Black Holes: Illuminating the Early Universe with Radiative Transfer Simulations

Black Holes: Illuminating the Early Universe with Radiative Transfer Simulations

State-of-the-art observations show that within approximately 1 billion years after the Big Bang, all of the primordial hydrogen that permeated the immense space between galaxies had been destroyed by high energy photons in a process known as reionization. This time period in the history of the Universe, also known as ‘the dawn of galaxies’ remains one of the most active frontiers in modern astrophysics from both an observational and theoretical point of view.

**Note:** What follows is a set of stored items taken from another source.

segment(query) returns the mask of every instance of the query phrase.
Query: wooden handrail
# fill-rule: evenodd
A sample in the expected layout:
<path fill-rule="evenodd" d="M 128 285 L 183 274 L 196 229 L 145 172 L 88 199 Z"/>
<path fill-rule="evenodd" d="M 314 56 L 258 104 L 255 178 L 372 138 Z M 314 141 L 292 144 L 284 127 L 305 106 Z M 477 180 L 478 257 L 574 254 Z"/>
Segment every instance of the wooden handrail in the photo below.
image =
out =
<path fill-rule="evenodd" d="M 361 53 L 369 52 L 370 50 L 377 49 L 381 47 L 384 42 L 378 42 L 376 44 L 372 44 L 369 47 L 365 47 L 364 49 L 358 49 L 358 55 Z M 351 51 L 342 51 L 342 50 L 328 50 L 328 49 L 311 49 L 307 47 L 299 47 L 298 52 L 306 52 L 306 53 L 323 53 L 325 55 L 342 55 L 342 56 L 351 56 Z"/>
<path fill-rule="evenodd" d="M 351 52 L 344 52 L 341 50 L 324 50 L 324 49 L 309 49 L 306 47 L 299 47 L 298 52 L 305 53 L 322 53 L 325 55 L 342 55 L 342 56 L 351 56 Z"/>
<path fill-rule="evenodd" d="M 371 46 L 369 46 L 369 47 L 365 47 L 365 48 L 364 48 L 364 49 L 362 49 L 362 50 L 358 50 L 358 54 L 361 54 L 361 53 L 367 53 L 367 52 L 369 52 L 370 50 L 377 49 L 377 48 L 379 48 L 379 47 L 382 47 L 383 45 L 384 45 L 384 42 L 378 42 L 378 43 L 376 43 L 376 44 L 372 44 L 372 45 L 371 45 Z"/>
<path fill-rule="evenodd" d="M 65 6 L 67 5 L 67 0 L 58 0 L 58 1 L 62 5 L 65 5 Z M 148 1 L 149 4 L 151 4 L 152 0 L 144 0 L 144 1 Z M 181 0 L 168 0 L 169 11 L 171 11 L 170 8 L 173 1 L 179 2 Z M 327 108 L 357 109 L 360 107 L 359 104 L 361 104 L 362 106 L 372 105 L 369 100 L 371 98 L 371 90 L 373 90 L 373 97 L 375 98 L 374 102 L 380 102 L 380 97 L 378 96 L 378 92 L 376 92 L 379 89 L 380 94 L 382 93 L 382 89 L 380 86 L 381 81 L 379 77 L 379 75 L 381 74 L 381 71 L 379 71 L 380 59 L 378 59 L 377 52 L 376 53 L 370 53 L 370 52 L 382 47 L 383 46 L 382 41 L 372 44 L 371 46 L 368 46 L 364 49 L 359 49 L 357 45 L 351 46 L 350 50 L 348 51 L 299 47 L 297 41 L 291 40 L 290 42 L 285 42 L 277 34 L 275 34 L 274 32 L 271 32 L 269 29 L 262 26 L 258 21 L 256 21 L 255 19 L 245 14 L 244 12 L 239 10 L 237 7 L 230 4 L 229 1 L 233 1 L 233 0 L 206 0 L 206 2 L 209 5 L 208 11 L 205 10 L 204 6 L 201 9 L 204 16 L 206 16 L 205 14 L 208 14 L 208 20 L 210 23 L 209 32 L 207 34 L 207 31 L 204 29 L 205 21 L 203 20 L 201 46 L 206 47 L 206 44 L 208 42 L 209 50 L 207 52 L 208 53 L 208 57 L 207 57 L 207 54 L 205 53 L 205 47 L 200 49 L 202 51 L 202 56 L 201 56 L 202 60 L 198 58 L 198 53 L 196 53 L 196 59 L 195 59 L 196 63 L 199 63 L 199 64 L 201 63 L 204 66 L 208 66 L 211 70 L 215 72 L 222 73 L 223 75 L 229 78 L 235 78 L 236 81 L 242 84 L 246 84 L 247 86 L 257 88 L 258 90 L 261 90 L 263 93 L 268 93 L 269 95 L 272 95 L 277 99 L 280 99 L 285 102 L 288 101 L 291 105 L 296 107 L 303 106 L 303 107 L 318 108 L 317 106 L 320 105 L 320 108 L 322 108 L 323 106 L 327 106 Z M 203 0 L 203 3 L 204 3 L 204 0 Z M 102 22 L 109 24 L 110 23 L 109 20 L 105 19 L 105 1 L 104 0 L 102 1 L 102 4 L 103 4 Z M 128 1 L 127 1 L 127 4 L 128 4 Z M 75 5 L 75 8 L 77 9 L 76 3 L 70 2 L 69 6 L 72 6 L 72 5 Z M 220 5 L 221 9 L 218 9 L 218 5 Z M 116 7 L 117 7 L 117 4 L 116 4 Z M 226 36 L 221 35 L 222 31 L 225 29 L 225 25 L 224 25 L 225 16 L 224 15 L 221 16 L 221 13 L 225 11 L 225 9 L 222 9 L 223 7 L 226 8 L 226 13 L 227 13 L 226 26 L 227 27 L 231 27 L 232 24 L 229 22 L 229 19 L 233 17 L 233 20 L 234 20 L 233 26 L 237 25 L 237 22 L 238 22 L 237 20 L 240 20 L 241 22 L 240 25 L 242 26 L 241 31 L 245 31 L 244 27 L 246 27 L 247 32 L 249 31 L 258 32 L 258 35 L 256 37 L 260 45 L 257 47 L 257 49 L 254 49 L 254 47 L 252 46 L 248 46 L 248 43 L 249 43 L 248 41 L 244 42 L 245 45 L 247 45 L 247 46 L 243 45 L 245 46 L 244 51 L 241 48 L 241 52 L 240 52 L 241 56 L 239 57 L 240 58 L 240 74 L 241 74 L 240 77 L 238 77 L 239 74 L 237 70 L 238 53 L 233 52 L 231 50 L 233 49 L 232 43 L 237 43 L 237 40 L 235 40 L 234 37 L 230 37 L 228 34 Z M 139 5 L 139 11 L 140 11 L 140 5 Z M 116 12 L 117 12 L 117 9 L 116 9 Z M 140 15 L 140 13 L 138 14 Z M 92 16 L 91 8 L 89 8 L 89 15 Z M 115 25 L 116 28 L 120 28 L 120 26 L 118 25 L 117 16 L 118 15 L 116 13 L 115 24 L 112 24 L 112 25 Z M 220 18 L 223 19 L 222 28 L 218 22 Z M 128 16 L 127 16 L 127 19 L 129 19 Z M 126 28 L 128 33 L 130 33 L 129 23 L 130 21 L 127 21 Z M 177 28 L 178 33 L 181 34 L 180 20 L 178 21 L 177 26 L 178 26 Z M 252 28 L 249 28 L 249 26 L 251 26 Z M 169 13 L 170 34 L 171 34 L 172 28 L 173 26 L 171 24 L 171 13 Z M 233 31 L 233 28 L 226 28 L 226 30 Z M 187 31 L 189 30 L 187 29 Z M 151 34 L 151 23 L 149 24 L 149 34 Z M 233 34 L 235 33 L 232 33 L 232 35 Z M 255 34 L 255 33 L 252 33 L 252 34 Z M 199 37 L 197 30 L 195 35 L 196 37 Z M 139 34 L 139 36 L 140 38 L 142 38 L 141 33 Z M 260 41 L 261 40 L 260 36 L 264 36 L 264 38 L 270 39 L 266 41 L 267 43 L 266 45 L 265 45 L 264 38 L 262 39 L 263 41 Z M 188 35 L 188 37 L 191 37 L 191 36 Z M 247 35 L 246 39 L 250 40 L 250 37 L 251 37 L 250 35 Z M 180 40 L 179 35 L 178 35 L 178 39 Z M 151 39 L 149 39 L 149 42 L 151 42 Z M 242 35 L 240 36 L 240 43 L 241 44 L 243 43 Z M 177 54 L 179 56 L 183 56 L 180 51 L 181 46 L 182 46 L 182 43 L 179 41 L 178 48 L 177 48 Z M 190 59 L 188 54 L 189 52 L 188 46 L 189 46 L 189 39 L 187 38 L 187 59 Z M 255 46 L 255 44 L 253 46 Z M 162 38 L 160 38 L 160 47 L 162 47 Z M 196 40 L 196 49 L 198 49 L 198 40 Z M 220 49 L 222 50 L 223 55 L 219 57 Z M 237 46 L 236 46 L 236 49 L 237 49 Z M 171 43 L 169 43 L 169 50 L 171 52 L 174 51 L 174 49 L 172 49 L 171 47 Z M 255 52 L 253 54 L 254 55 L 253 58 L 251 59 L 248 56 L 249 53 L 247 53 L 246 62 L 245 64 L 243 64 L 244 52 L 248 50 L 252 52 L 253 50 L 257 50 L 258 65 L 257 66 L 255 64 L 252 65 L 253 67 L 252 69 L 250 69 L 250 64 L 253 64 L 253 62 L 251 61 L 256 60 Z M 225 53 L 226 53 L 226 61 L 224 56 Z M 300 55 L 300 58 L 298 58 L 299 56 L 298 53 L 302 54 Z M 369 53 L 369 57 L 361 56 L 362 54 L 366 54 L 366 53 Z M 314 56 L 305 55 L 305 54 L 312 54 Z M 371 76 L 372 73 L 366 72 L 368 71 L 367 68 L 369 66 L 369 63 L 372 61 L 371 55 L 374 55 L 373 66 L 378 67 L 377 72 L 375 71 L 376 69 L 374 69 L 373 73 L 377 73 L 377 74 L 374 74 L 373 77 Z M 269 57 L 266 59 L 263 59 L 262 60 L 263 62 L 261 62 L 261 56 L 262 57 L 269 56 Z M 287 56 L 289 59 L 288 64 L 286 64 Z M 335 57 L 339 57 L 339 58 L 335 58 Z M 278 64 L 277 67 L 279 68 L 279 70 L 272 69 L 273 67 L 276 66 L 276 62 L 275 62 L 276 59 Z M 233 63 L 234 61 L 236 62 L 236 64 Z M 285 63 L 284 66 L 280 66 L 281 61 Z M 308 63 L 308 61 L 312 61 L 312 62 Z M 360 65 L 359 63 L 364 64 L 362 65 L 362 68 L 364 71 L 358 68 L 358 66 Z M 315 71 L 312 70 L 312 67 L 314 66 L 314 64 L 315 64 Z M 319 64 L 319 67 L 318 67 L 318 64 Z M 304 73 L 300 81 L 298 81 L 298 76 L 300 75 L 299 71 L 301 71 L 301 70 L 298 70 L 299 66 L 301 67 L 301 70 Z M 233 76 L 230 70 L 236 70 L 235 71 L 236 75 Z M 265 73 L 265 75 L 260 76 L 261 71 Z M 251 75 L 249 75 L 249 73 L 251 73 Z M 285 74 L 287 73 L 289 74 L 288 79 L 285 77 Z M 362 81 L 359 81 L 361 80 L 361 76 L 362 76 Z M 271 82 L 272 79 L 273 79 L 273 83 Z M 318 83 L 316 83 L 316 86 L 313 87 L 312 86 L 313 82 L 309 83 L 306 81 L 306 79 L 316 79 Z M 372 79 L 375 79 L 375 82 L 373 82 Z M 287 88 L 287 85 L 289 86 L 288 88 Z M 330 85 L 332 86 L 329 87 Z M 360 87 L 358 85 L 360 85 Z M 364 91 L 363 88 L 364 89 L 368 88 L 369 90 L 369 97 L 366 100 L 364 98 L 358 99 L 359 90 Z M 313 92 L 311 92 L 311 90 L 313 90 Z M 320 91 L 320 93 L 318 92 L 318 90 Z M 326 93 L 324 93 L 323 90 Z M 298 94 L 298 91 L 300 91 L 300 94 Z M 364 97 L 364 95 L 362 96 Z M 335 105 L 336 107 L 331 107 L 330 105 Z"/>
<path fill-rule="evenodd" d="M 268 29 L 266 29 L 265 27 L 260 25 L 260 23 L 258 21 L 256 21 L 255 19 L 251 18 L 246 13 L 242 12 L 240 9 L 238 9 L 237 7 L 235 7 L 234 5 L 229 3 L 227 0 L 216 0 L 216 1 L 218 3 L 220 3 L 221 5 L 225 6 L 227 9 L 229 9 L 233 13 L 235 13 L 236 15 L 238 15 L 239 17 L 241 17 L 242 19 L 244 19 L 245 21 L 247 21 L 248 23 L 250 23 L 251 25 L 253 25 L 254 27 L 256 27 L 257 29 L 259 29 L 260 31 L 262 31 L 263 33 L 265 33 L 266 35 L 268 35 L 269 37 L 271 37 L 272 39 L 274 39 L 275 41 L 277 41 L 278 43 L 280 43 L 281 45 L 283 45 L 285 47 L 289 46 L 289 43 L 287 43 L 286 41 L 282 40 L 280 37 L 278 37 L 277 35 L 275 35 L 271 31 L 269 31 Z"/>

Much remains unknown about the sources which provided the high energy photons needed for reionization. The standard picture suggests it was likely the first generation of galaxies with a possible additional contribution coming from radiating supermassive black holes. More exotic solutions have been proposed as well, including annihilating dark matter. Identifying the sources responsible for reionization as well as understanding their properties is key to constraining the conditions which governed all subsequent galaxy formation in the Universe.

Unfortunately, our current telescopes only probe the tail end of this epoch. For this reason, theoretical and computer models are relied upon for insight into the physics during the reionization. Simulating this regime is both complicated and computationally expensive; however, over the past two years, researchers at the Institute for Astronomy (IoA) and Kavli Institute for Cosmology Cambridge (KICC), have designed a new, state-of-the-art computer algorithm which they are exploiting on DiRAC supercomputers at the Universities of Cambridge, Leicester and Durham to better understand the epoch of reionization. This new algorithm (presented in a recently submitted paper by Katz et al. 2016) follows the flow of high energy photons which are directly and on-the-fly coupled to the chemical and thermodynamic state of the gas at different speeds depending on the density of the medium. This has overcome many issues relating to standard algorithms in the field at much reduced computational cost, allowing us to simulate significantly more complex systems than previously possible.

The team at IoA and KICC has thus for the first time generated a multi-scale view of galaxy formation during this epoch – from the large scale cosmic web all the way down to individual star forming regions inside of primordial galaxies. Because the flow of radiation is followed explicitly, the researchers have used an inhomogeneous radiation field to compute the distribution of emission lines coming from ionized metals (such as [CII] and [OIII]) which can be observed by some of our most sensitive telescopes. Likewise, they have self-consistently tracked the location and mass of ionized, neutral, and molecular gas to make testable predictions about these quantities which control star formation in the Early Universe.

In the coming years, new observations from the James Webb Space Telescope, Atacama Large Millimeter Array, and Square Kilometer Array will shed light on this exciting frontier and be compared to these simulated models to give insight into the physical processes which drive ‘the dawn of galaxy’ formation.